Due to the fact that China's new energy vehicles have not scaled up before, and the initial investment cost of the charging and replacement facilities is huge, it is difficult to realize profitability in the short term. The construction of charging and exchanging facilities has been lower than expected. Prior to this, only state-owned enterprises such as State Grid, China Southern Power Grid, China Putian, and Sinopec Corp. have considered charging for power-consumption construction investment from the overall strategic perspective. In the competitive pattern of the central enterprises, the national power grid holds the absolute right to speak, mainly because of its monopoly on capacity expansion.
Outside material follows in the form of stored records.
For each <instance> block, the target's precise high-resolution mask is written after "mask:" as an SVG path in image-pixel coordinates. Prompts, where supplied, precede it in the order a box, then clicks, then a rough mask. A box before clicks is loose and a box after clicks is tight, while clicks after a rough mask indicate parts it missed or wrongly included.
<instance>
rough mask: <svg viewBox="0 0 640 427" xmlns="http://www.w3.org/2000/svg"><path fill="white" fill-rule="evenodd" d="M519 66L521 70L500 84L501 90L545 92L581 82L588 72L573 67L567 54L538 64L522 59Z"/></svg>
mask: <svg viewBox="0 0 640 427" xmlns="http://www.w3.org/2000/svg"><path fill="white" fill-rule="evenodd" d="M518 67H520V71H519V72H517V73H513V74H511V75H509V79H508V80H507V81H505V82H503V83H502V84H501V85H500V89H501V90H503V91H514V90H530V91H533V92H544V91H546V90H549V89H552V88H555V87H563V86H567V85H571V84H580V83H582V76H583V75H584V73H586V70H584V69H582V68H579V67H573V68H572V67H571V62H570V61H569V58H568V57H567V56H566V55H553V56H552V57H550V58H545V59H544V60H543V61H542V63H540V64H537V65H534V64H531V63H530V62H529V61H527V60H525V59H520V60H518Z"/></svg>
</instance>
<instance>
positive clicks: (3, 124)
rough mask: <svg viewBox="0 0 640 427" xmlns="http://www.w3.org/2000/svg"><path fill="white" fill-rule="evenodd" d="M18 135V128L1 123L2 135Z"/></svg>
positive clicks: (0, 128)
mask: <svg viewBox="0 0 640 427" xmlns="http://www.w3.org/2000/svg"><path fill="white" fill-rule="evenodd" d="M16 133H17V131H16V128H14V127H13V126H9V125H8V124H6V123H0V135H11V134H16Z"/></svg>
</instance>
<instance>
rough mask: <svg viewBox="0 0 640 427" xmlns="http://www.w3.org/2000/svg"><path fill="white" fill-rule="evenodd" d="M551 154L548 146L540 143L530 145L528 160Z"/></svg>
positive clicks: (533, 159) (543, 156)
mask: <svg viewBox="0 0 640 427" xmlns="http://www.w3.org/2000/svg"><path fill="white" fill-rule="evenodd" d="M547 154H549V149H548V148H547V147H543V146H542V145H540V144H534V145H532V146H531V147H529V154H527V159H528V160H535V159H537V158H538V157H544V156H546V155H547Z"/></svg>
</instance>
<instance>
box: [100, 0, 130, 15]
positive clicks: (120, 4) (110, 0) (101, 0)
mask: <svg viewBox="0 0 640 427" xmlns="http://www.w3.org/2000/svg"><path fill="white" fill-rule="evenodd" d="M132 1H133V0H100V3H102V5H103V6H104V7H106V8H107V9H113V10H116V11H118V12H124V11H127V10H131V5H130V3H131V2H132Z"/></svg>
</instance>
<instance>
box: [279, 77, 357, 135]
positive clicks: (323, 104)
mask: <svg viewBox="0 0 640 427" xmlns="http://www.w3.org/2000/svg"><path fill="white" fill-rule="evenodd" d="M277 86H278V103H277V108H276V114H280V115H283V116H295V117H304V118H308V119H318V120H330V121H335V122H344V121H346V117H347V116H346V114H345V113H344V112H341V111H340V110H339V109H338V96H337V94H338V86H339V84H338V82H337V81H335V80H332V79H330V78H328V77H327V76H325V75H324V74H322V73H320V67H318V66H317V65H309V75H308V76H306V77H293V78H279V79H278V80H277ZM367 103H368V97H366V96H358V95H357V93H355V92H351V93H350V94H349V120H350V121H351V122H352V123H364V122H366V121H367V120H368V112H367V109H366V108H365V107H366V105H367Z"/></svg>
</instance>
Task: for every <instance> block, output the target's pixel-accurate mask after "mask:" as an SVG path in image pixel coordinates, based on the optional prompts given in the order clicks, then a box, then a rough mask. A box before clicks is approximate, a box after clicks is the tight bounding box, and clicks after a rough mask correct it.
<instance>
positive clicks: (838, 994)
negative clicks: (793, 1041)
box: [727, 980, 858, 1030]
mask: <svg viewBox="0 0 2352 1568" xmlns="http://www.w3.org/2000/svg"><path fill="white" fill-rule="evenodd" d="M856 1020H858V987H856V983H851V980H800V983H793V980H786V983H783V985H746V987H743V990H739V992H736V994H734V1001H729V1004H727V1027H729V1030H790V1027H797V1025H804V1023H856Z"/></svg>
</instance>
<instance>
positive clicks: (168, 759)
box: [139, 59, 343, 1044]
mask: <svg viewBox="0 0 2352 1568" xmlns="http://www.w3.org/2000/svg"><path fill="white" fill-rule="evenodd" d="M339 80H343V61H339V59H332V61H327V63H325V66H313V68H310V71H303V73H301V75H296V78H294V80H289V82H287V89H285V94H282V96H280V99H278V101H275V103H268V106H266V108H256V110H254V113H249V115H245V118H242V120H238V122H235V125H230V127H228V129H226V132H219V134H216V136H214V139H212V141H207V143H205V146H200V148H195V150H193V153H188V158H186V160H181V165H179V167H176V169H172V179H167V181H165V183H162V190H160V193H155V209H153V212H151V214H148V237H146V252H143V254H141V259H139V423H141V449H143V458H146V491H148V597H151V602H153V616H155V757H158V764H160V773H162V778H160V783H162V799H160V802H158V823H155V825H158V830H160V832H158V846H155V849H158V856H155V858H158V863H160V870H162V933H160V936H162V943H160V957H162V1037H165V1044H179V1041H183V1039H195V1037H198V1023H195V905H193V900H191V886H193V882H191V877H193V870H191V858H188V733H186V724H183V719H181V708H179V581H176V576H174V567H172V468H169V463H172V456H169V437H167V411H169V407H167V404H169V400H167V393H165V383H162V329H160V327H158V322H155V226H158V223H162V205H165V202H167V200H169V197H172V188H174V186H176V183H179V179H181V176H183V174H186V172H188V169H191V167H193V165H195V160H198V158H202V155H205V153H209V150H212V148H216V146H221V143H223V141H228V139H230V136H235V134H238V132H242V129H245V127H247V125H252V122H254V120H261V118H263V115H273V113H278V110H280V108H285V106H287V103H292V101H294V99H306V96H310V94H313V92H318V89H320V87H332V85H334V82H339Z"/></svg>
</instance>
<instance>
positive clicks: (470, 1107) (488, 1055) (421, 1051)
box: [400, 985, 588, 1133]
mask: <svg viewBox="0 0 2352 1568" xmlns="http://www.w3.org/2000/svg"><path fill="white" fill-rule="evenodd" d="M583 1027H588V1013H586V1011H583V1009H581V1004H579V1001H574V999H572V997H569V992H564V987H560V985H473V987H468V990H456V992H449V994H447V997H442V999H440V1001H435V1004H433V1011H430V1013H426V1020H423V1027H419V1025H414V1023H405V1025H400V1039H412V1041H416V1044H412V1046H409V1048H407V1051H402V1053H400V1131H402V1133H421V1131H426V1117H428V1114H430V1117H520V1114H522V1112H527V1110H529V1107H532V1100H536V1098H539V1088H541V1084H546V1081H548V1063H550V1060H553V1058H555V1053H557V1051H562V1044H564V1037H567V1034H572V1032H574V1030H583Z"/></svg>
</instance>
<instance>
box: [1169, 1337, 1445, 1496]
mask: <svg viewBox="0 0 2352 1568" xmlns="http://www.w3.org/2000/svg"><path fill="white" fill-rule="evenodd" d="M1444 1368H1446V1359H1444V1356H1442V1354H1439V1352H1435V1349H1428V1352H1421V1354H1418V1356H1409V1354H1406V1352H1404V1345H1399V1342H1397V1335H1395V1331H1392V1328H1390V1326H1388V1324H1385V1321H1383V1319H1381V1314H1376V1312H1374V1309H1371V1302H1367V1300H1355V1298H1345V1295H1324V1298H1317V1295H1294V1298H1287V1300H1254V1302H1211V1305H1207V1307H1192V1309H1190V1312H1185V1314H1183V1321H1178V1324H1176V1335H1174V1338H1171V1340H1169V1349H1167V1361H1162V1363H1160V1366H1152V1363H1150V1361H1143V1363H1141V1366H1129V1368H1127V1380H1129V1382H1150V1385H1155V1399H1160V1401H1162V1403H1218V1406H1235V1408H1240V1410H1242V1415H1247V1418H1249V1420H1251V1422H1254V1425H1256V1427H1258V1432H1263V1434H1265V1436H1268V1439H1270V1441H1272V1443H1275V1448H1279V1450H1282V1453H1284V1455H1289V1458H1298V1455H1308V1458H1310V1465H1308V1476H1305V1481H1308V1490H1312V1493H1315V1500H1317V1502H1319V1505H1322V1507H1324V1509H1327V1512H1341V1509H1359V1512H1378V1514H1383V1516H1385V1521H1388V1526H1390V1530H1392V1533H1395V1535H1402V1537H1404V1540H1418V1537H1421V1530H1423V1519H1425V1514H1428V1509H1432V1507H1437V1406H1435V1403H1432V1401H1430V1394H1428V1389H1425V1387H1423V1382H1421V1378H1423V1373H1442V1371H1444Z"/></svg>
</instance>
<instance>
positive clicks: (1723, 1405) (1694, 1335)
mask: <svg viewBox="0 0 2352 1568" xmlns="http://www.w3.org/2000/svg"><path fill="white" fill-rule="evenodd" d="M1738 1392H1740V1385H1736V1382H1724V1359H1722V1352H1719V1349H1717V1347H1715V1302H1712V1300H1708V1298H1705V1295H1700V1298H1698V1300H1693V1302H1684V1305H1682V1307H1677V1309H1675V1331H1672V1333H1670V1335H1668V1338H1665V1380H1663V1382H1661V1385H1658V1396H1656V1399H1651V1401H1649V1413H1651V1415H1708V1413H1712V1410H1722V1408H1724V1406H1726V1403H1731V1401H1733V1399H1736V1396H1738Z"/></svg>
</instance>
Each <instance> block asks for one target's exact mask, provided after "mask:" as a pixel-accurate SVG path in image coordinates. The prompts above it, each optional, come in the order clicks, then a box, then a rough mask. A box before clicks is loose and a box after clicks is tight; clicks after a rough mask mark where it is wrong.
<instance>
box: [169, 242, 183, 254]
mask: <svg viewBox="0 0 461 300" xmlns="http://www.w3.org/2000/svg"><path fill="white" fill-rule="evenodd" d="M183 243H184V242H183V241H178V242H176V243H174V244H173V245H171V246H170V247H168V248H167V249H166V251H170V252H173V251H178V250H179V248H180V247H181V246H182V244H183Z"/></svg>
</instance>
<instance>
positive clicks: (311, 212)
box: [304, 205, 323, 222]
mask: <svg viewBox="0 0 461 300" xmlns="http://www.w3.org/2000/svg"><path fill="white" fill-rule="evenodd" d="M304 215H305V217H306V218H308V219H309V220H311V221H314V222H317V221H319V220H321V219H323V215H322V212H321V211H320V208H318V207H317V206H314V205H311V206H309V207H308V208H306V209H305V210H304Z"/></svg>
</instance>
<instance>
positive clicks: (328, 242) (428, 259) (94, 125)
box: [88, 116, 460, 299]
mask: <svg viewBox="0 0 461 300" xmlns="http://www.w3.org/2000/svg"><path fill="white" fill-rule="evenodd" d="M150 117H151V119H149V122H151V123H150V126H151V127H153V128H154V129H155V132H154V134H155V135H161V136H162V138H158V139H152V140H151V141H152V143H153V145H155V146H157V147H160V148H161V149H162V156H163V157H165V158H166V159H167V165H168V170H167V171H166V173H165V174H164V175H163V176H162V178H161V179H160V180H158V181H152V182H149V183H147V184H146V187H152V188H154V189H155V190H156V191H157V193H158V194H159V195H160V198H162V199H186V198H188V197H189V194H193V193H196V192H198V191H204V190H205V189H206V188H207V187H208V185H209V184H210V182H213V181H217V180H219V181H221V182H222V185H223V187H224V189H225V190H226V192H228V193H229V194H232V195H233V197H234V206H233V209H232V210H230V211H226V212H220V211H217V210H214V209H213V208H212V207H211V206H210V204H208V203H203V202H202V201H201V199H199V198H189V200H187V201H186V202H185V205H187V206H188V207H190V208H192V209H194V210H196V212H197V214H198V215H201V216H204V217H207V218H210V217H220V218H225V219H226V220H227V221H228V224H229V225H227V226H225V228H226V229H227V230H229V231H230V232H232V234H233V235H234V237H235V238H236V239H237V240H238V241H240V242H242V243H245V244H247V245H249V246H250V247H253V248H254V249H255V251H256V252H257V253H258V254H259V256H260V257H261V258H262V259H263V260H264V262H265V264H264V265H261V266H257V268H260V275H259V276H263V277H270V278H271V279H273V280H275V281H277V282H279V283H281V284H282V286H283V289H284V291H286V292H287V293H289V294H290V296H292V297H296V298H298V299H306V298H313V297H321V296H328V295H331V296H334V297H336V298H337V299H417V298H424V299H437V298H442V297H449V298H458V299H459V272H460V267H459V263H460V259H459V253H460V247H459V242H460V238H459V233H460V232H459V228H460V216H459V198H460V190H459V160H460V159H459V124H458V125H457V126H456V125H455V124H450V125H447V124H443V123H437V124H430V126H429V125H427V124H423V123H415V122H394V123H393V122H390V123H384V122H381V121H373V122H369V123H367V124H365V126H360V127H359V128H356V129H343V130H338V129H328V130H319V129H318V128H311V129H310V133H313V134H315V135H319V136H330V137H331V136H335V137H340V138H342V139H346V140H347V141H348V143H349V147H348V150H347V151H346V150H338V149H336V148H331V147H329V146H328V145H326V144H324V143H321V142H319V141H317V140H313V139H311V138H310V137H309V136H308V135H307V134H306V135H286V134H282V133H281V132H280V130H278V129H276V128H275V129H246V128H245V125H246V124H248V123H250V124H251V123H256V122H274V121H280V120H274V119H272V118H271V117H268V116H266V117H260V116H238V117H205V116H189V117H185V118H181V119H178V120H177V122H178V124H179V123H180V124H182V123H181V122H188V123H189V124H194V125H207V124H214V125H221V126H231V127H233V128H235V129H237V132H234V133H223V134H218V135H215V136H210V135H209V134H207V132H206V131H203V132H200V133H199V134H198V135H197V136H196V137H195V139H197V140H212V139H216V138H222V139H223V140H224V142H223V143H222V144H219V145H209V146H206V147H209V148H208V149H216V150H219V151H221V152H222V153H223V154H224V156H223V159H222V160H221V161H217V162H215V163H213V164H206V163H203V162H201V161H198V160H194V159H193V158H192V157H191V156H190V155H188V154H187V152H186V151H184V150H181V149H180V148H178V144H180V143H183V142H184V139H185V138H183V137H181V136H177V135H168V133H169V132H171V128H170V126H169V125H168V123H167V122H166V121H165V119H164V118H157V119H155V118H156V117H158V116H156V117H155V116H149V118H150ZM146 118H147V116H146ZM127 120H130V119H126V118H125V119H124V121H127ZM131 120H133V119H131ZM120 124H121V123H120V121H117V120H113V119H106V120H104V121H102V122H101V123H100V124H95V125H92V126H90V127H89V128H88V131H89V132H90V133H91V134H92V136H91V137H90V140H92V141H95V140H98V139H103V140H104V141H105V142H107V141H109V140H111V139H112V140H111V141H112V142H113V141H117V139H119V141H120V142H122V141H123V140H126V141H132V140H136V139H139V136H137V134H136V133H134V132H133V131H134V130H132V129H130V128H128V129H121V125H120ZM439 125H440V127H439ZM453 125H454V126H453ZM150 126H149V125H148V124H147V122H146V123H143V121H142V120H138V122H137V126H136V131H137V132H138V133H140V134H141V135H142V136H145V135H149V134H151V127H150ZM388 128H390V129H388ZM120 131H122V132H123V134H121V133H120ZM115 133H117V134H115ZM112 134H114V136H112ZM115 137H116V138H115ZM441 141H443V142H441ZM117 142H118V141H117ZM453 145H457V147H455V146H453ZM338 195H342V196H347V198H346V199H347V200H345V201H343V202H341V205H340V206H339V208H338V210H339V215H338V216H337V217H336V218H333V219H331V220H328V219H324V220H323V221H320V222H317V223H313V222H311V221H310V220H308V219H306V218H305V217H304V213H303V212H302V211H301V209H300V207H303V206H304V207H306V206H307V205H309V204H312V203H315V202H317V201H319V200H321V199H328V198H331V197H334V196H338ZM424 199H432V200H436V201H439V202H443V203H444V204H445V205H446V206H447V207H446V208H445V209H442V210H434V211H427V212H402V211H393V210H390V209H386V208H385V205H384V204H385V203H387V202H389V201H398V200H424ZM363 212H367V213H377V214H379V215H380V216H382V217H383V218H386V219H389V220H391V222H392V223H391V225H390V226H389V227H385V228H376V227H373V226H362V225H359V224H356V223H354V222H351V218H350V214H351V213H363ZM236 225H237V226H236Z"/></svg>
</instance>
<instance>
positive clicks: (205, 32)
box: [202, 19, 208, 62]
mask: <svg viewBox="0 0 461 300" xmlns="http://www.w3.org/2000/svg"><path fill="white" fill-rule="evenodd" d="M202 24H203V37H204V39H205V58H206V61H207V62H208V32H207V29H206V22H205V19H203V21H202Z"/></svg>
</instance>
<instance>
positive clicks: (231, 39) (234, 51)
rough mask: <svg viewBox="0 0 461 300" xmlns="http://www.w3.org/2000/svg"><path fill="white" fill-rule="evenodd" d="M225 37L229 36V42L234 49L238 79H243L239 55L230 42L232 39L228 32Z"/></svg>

If any unit needs more capacity, it must apply to the State Grid for transformer configuration to expand capacity.

However, under the multi-party promotion of the mixed ownership reform of state-owned enterprises and the country's new energy strategy, in May 2014, the State Grid released “Opinions on the completion of the telegram installation service for new energy vehicle charging and replacing facilities”, and announced the release of social capital investment. , Construction and operation of slow charge, fast charge and other types of charge exchange facilities market. In the short term, the market liberalization will mainly promote the demand for self-use charging piles in residential areas, which will increase the demand for related equipment. The companies that currently produce related charging equipment in the A-share market include XJ Electric, Wanma, Aotexun and KSTAR.

However, in the largest public sector, the charging stations invested and built by the State Grid and other companies are currently at a loss. After the investment and development in this field, its profit model is still unclear. In order to nurture this market, the government will need to introduce specific policies on electricity price formulation, taxation, and financing. Otherwise, social capital will only stay at the wait-and-see stage.

Than the market: all manufacturers seize the market
In 2013, the performance of new energy vehicles represented by Tesla achieved breakthrough progress. Since its launch, it has been a great success. At that time, global sales exceeded 22,000 vehicles. In June 2014, Tesla announced the opening of all patented technologies, which means that the overall technology of the new energy automotive industry is expected to increase.

In addition to Tesla, there will be more than 10 models of electric vehicles to be listed in China from 2014 to 2015. These cars are all launched by famous manufacturers such as BMW, Volkswagen, Audi, Mercedes-Benz and BYD. For example, BMW i3, Daimler and BYD have joint ventures. Teng potential is expected to be listed in September, as well as BMW i8, Cadillac ELR, Audi R8, Toyota FT-EVIII, Volkswagen E-UP and Golf Electric Edition.